Liège: pour Vega, il manque une vision d'ensemble

François Schreuer, conseiller communal
François Schreuer, conseiller communal - © Facebook

"Il manque d'une vision d'ensemble", c'est en tout cas ce que dit Vega. Le groupe d'opposition au conseil communal de Liège, a fait le point sur ces dossiers qui parfois se concurrencent.
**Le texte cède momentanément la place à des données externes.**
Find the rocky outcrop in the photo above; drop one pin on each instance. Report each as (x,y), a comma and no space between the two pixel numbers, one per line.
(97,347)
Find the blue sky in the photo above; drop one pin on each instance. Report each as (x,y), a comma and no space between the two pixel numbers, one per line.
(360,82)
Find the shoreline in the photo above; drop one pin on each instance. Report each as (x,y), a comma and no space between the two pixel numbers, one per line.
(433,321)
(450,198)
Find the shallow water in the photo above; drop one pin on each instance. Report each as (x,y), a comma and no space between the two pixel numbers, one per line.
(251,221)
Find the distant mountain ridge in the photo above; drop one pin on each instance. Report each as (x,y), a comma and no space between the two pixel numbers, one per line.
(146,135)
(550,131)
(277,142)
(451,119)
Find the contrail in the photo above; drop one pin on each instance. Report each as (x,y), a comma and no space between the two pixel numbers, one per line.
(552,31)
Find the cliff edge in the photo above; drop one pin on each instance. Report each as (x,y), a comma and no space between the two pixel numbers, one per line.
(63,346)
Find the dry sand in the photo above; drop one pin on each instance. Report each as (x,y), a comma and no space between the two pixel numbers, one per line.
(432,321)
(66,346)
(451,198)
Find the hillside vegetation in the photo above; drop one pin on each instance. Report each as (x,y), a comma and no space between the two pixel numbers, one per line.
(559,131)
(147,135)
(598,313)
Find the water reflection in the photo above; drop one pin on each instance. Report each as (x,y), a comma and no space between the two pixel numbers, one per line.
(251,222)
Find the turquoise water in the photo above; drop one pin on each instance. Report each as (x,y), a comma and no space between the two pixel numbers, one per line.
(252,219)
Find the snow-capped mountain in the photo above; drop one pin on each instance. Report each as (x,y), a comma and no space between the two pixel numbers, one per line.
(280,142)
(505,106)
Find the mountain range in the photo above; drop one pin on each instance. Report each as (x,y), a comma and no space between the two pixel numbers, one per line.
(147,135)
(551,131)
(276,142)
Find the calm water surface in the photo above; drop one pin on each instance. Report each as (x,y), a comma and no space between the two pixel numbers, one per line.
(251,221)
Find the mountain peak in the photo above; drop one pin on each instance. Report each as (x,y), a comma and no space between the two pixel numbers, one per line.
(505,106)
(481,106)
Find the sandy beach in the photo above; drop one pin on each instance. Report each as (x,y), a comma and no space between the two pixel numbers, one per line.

Bavière, Droixhe, Coronmeuse, Bressoux, quatre sites bien connus en Cité Ardente, appelés à connaître un important renouveau urbanistique.

Mais quatre sites envisagés indépendamment l'un de l'autre, c'est ce que regrette le conseiller communal François Schreuer : "Les conséquences de ce manque de vision, c'est d'abord une assez grande médiocrité de ce qui nous est proposé. On voit aujourd'hui que Bavière est un projet qui aurait pu être formidable, mais qui en fait est très très pauvre sur le plan spatial et formel. L'espace public a quasiment disparu. Le parc qui était présent n'est plus là. Le patrimoine est oublié, rasé tout simplement.

Les projets se font concurrence les uns aux autres

Le conseiller communal ajoute : "Un deuxième enjeu, c'est qu'on est dans une logique où les projets se font concurrence les uns aux autres, ce qui amène les projets les plus fragiles, qui sont malheureusement aussi les plus sensibles et les plus stratégiques pour la ville, à être retardés, voire abandonnés. C'est ce qui s'est déjà passé à plusieurs reprises pour Bavière, c'est ce qui est en train de se passer pour Droixhe. On est dans une logique où le secteur privé va là où il pense que c'est le mieux pour lui, logiquement. Et le public, qui devrait être dans un rôle de cadrage, de ce développement d'urbanisme, démissionne de ce rôle, en confiant cette mission au privé, ce qui aboutit à l'oubli et l'abandon de certains quartiers."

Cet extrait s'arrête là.